Congestion in babies is relatively common, but it can be uncomfortable for the baby. A baby up to 6 months of age can only breathe through their nose, and therefore when their nose becomes plugged, they are forced to work harder to breathe. This can lead to decreased appetite and difficulty gaining weight to grow normally.
To unplug a baby’s nose, you may need certain equipment or materials, like saline drops or a nasal aspirator. Sometimes a warm bath can help to relieve a stuffy nose.
It is important to keep cleaning the baby’s nose throughout the day to remove any discharge. Keeping the nostrils clear can help the baby to feel relief, which can contribute to better sleep quality and appetite.
Ways you can relieve congestion in babies at home include:
1. A warm bath
A warm bath will produce steam that can help to lubricate the nose and eliminate any thicker secretions.
A great tip is to close the bathroom door so that vapor can accumulate in the bathroom. After the bath, it is important to dry the baby well and dress him right away, making sure to avoid any cool breezes soon after.
2. Saline drops
You can apply 3 to 5 ml of saline solution in each nostril, 2 to 3 times per day, to help thin-out secretions. This will help with the natural elimination of secretions.
Another option is to use nasal drops that are specifically for use of clearing nose discharge in babies. These can be purchased at the pharmacy.

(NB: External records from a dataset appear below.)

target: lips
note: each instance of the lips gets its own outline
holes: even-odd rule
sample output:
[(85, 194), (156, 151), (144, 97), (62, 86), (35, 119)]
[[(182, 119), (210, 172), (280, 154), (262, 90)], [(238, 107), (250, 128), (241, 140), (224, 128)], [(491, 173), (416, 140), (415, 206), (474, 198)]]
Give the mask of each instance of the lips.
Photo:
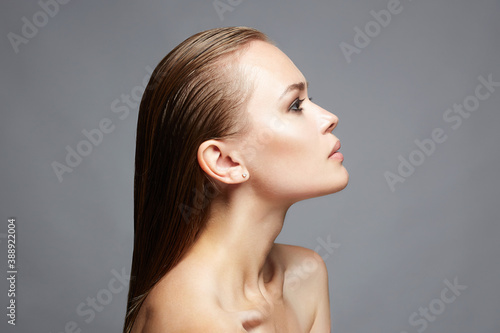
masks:
[(342, 155), (341, 152), (338, 150), (340, 149), (340, 141), (337, 141), (335, 145), (333, 146), (332, 151), (330, 152), (330, 155), (328, 155), (329, 159), (337, 159), (337, 160), (344, 160), (344, 155)]

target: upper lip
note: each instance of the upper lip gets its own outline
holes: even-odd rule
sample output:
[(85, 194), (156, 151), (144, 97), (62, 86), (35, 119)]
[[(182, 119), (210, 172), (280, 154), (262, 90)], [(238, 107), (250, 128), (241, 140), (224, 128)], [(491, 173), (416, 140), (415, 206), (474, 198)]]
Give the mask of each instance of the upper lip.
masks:
[(330, 155), (328, 155), (328, 158), (330, 158), (330, 156), (336, 153), (339, 149), (340, 149), (340, 140), (335, 143), (335, 145), (332, 148), (332, 151), (330, 152)]

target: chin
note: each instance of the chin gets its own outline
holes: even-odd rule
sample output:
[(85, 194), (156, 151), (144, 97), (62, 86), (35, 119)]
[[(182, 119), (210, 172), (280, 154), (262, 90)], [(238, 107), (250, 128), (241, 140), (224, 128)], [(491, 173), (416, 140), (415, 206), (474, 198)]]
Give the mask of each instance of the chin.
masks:
[(342, 167), (342, 173), (343, 174), (339, 172), (338, 177), (335, 177), (334, 186), (329, 194), (342, 191), (344, 188), (346, 188), (347, 184), (349, 183), (349, 173), (344, 167)]

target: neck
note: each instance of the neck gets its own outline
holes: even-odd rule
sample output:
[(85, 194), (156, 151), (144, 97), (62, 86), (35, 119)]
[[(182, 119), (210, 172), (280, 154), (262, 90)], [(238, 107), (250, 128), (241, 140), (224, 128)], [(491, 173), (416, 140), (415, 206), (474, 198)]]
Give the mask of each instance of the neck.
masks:
[(215, 198), (207, 225), (188, 253), (212, 274), (218, 291), (235, 298), (262, 295), (274, 271), (269, 254), (289, 207), (252, 199), (236, 193)]

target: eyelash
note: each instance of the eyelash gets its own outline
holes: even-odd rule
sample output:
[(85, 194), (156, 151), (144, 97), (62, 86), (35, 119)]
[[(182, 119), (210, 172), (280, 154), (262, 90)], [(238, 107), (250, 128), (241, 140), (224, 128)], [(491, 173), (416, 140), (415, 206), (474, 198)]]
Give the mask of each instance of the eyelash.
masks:
[[(292, 111), (292, 112), (302, 112), (302, 108), (300, 107), (300, 105), (302, 104), (302, 102), (305, 100), (305, 98), (303, 99), (296, 99), (295, 101), (293, 101), (292, 105), (290, 105), (290, 107), (288, 108), (288, 111)], [(312, 98), (309, 97), (309, 100), (311, 101)]]

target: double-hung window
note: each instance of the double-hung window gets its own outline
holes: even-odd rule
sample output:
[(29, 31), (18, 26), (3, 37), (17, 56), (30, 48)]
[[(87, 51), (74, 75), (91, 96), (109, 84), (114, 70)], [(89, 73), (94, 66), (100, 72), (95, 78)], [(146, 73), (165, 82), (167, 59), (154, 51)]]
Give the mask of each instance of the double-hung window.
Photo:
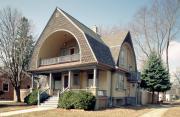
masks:
[(8, 92), (9, 91), (9, 83), (3, 82), (3, 91)]
[(118, 74), (116, 78), (116, 89), (124, 89), (124, 74)]

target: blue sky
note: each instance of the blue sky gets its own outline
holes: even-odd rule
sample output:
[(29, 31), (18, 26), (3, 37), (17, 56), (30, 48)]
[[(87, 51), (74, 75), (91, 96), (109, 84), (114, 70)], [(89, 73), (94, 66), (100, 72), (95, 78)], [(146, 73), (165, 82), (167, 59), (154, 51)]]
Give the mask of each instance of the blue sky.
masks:
[(17, 8), (34, 24), (38, 36), (56, 7), (91, 27), (127, 25), (139, 7), (150, 0), (0, 0), (0, 8)]
[[(133, 20), (136, 11), (151, 0), (0, 0), (0, 8), (7, 6), (17, 8), (29, 18), (34, 25), (34, 33), (38, 37), (56, 7), (59, 7), (84, 23), (88, 27), (126, 26)], [(180, 37), (180, 36), (179, 36)], [(170, 67), (180, 66), (180, 43), (170, 46)]]

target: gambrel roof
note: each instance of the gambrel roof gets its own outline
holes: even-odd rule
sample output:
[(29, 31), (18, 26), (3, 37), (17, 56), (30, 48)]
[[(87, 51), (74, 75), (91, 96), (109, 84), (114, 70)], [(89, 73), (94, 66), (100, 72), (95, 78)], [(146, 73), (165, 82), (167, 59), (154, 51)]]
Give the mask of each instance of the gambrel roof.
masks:
[(111, 56), (110, 49), (104, 44), (100, 35), (89, 29), (87, 26), (73, 18), (68, 13), (64, 12), (62, 9), (57, 8), (60, 12), (63, 12), (75, 25), (77, 25), (84, 33), (89, 42), (92, 51), (95, 54), (98, 63), (106, 64), (113, 67), (114, 61)]

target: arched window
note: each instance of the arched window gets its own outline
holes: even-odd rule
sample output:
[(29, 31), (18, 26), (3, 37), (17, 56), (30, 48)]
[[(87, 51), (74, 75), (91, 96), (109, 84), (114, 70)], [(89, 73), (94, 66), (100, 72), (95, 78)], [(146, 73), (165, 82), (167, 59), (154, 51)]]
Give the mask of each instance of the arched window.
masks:
[(120, 57), (119, 57), (119, 66), (125, 66), (127, 59), (127, 52), (124, 47), (121, 48)]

3. Aspiration with a bulb syringe
A bulb syringe is similar to a small, pear-shaped pump which can be purchased at the pharmacy. To use it, squeeze the bulb and then insert the tip at the entrance of the baby’s nostril. Then relax the bulb, and secretion with be gently aspirated.
Avoid squeezing the bulb while the bulb syringe is inserted in the baby’s nose, as this can push secretions in deeper into the nostril, making them more difficult to remove.

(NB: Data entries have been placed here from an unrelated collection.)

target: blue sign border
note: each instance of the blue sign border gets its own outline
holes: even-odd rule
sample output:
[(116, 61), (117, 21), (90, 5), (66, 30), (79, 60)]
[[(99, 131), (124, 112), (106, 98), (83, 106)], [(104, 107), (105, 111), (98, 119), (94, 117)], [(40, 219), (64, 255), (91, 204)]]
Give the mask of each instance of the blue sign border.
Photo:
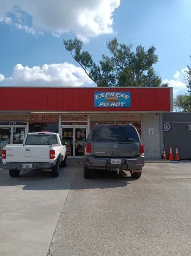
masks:
[(94, 107), (130, 108), (131, 92), (94, 92)]

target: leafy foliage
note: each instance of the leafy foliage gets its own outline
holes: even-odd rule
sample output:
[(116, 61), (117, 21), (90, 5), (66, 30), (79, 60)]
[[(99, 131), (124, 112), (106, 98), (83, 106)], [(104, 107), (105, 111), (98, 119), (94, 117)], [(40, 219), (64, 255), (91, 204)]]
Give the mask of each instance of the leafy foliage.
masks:
[(146, 51), (143, 46), (138, 46), (134, 52), (132, 45), (120, 44), (115, 38), (107, 43), (111, 56), (103, 54), (97, 65), (87, 51), (82, 51), (83, 43), (77, 38), (64, 40), (64, 45), (98, 86), (168, 86), (161, 84), (153, 67), (158, 61), (153, 46)]
[[(191, 55), (190, 56), (191, 60)], [(191, 94), (191, 67), (189, 66), (187, 66), (188, 70), (186, 71), (186, 75), (188, 84), (187, 87), (188, 89), (188, 92)]]
[(174, 99), (174, 108), (180, 112), (191, 112), (191, 95), (180, 94)]

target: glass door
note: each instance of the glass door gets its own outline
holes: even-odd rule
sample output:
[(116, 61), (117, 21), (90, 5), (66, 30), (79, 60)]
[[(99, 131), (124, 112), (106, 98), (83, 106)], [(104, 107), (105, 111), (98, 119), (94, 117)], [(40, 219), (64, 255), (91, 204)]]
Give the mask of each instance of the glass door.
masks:
[(83, 156), (86, 129), (86, 127), (75, 128), (75, 156)]
[(62, 140), (67, 149), (67, 156), (83, 156), (87, 127), (63, 126)]
[(11, 127), (0, 127), (0, 155), (3, 148), (7, 144), (10, 144), (11, 135)]
[(62, 128), (62, 141), (66, 147), (67, 156), (74, 156), (74, 128), (64, 127)]

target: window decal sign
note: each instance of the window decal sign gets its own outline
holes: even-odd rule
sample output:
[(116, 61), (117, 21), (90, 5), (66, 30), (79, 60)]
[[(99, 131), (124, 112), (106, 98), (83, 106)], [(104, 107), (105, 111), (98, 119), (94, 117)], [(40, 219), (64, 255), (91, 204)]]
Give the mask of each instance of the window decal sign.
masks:
[(96, 108), (130, 108), (130, 92), (95, 92)]

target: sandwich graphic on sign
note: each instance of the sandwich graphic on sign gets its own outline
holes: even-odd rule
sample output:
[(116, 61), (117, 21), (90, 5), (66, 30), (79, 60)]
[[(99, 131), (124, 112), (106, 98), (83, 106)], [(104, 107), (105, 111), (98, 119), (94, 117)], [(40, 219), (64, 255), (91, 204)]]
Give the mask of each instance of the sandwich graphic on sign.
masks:
[(119, 98), (117, 97), (107, 97), (105, 98), (106, 102), (117, 102)]

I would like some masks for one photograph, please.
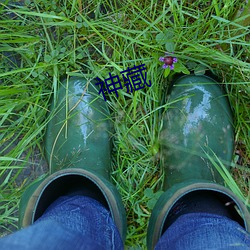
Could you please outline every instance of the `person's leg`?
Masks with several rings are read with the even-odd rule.
[[[250,235],[236,221],[208,213],[181,215],[162,235],[156,250],[250,249]]]
[[[86,196],[60,197],[31,226],[0,239],[1,249],[123,249],[110,212]]]

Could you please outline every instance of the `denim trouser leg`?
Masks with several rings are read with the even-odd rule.
[[[4,250],[123,249],[110,212],[85,196],[60,197],[33,225],[0,239]]]
[[[156,250],[249,250],[250,234],[227,217],[207,213],[180,216],[162,235]]]

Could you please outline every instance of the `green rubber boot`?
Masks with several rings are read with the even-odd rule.
[[[81,192],[110,210],[125,241],[126,215],[110,182],[112,123],[105,101],[84,78],[60,86],[45,136],[48,177],[31,185],[20,202],[19,226],[36,221],[59,196]]]
[[[202,191],[203,197],[209,191],[212,196],[229,201],[227,204],[235,204],[241,214],[237,214],[239,223],[250,230],[246,206],[224,187],[221,175],[211,164],[211,158],[216,161],[215,154],[229,169],[233,155],[233,121],[224,92],[207,76],[184,76],[174,83],[168,102],[160,135],[165,192],[151,214],[148,249],[154,249],[167,229],[174,211],[171,209],[196,191]]]

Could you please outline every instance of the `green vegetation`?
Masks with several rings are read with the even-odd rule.
[[[211,71],[225,87],[235,121],[232,174],[250,203],[249,2],[244,0],[25,0],[0,3],[0,230],[15,230],[18,203],[43,159],[50,98],[72,75],[105,79],[145,63],[152,86],[107,96],[114,121],[112,178],[127,212],[126,245],[145,248],[161,193],[162,102],[174,71]],[[31,166],[31,173],[25,168]],[[20,176],[23,176],[22,178]],[[234,180],[224,175],[227,185]],[[12,225],[12,227],[9,227]]]

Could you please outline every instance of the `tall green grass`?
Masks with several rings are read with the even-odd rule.
[[[128,247],[145,248],[161,193],[161,112],[168,108],[159,57],[173,50],[179,71],[211,71],[225,86],[235,121],[233,176],[249,201],[249,4],[223,1],[26,0],[0,3],[0,228],[16,225],[27,166],[38,168],[49,100],[61,79],[101,79],[145,63],[152,86],[108,96],[114,121],[113,173],[127,212]],[[17,4],[18,3],[18,4]],[[168,72],[169,73],[169,72]],[[18,178],[19,177],[19,178]],[[228,186],[234,187],[234,182]],[[247,198],[248,197],[248,198]]]

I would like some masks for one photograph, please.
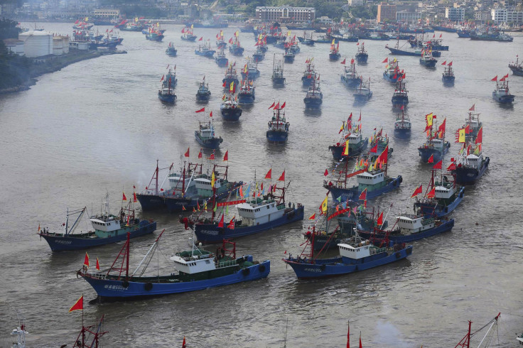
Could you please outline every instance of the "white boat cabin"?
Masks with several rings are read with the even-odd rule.
[[[278,205],[273,200],[263,200],[260,203],[240,203],[236,206],[242,217],[242,224],[256,226],[266,224],[284,216],[285,205]]]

After using the bulb syringe, be sure to wash it in warm water and soap to prevent fungal or bacterial growth. You should wait for it to dry completely before using it again.
4. Humidifying the room
Place a bowl of warm water in the room where the baby is. This helps to add moisture to the air, which the baby will breathe in, leading to more fluid nasal discharge.
The bowl should be far from the baby’s reach, especially if he or she is crawling or walking.

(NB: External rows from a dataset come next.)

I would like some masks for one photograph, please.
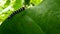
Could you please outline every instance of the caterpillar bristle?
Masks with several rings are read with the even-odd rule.
[[[10,19],[10,18],[13,17],[14,15],[16,15],[16,14],[18,14],[18,13],[24,11],[24,10],[25,10],[25,7],[22,7],[22,8],[20,8],[20,9],[16,10],[16,11],[14,11],[14,12],[8,17],[8,19]]]

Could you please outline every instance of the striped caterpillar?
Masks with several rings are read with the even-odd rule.
[[[25,7],[22,7],[22,8],[20,8],[20,9],[16,10],[16,11],[14,11],[14,12],[8,17],[8,19],[10,19],[10,18],[13,17],[14,15],[16,15],[16,14],[18,14],[18,13],[24,11],[24,10],[25,10]]]

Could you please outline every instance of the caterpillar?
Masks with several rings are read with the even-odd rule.
[[[18,13],[24,11],[24,10],[25,10],[25,7],[22,7],[22,8],[20,8],[20,9],[16,10],[16,11],[14,11],[14,12],[8,17],[8,19],[10,19],[10,18],[13,17],[14,15],[16,15],[16,14],[18,14]]]

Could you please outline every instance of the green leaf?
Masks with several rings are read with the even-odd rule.
[[[29,5],[31,0],[24,0],[25,5]]]
[[[60,34],[60,0],[44,0],[39,6],[6,19],[0,33]]]
[[[7,0],[4,7],[6,8],[7,6],[9,6],[9,4],[10,4],[10,0]]]
[[[30,3],[34,4],[34,5],[39,5],[43,0],[31,0]]]

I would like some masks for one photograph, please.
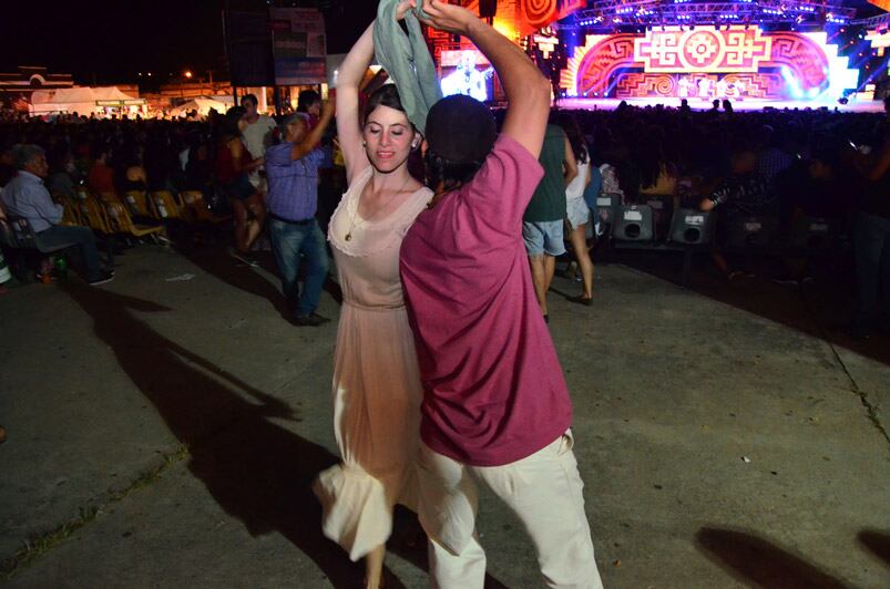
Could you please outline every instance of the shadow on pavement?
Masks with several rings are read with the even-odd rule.
[[[626,265],[682,286],[683,257],[673,254],[676,252],[613,249],[595,255],[594,262]],[[782,286],[768,278],[780,267],[775,259],[749,264],[756,277],[729,282],[717,272],[706,254],[696,255],[686,288],[890,365],[890,337],[874,334],[857,339],[847,332],[855,300],[851,262],[814,264],[809,273],[815,280],[799,286]]]
[[[275,259],[270,254],[265,251],[257,252],[256,258],[264,270],[276,277],[275,283],[269,282],[265,277],[247,266],[238,266],[232,256],[218,247],[204,247],[191,251],[181,251],[181,254],[208,275],[215,276],[231,287],[268,300],[278,314],[282,316],[282,319],[287,322],[293,321],[294,312],[288,307],[278,287],[278,268],[275,266]],[[324,290],[330,294],[337,304],[342,302],[340,287],[330,277],[325,281]]]
[[[847,589],[822,572],[758,536],[744,531],[702,528],[695,535],[707,558],[739,581],[769,589]]]
[[[857,536],[859,541],[890,566],[890,534],[873,529],[863,529]]]
[[[253,536],[280,533],[337,587],[361,579],[358,567],[321,535],[321,510],[309,488],[337,457],[269,422],[298,420],[291,407],[163,338],[132,313],[172,309],[76,281],[62,288],[93,318],[96,335],[188,446],[190,471],[227,514]]]

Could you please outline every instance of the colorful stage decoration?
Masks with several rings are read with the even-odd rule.
[[[522,30],[529,34],[531,31],[543,29],[586,4],[585,0],[522,0],[524,17]]]
[[[825,32],[664,27],[587,35],[561,86],[579,97],[833,101],[858,85],[847,62]]]

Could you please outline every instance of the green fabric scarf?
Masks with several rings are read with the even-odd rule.
[[[374,25],[374,51],[377,62],[387,71],[399,89],[399,99],[408,120],[423,133],[427,113],[442,99],[442,89],[436,76],[436,64],[427,49],[415,11],[405,17],[408,34],[396,20],[399,0],[380,0]],[[418,7],[417,12],[422,14]]]

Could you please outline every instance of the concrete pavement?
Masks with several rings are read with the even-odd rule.
[[[0,297],[8,583],[355,586],[308,490],[337,459],[336,322],[291,327],[274,276],[213,248],[120,261],[103,288]],[[886,364],[621,266],[594,307],[576,288],[554,283],[551,332],[606,587],[890,586]],[[490,495],[479,529],[491,587],[542,585]],[[426,587],[410,514],[391,544]]]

5. A pillow beneath the mattress
Placing a pillow below the head of the mattress so that the baby can lie down in a slightly elevated position can help the baby to breathe better. This elevation prevents the accumulation of discharge in the throat, which can allow the baby to sleep better.
Main causes of congestion in babies
It is normal for babies to become congested several times in the first months of life, as their immune system is still developing. Although it is not a serious finding in babies, the stuffy nose may need to be treated, as it can be uncomfortable for the baby and interfere with eating and sleeping.
The main causes of a stuffy nose in babies include:
1. Cold or flu
Due to their underdeveloped immune systems, it is normal for babies to experience a cold or flu in the first year of life. Common symptoms of these viral infections include tearing eyes, a stuffy nose and a fever.
What to do: The best way to treat a cold or flu in babies is to breastfeed. In addition, babies over the age of one can consume natural fruit juices, like orange or cherry juice, to help strengthen the immune system and fight the virus faster.
Allergies, or rhinitis, can arise when the baby comes in contact with dust or fur. Babies can develop sensitivities to irritants and experience sneezing, runny nose and a constant cough.
What to do: You should have the baby avoid the allergen as much as possible and ensure the baby is well-hydrated throughout the day. The child should be assessed by a pediatrician if the allergy is intense and symptoms are frequent.
3. Adenoid growth
The adenoids are a piece of lymphatic tissue located deep within the upper nose. It is a part of the immune system and serves to protect the body from foreign invaders. Adenoid tissue will grow as the baby grows, although it can become excessively swollen and interfere with breathing.
What to do: The child should be assessed by a pediatrician if the baby has noted difficulty with breathing or has constant coughing and a stuffy nose for no apparent reason. The pediatrician can then indicate the best course of treatment.
When to see the doctor
Most times, a stuffy nose is a temporary symptom that is not significant. However, you should have the child assessed if you have any concerns, like if if the baby frequently has congestion or if the baby presents with symptoms like:
- Intense coughing
- Constant sneezing
- Wheezing when breathing
- Decreased appetite
- Fever over 38º C (or 100.4ºF)
- Excessive fatigue
You should proceed immediately to the hospital if the baby is breathing rapidly, or presents with a blue or pale color.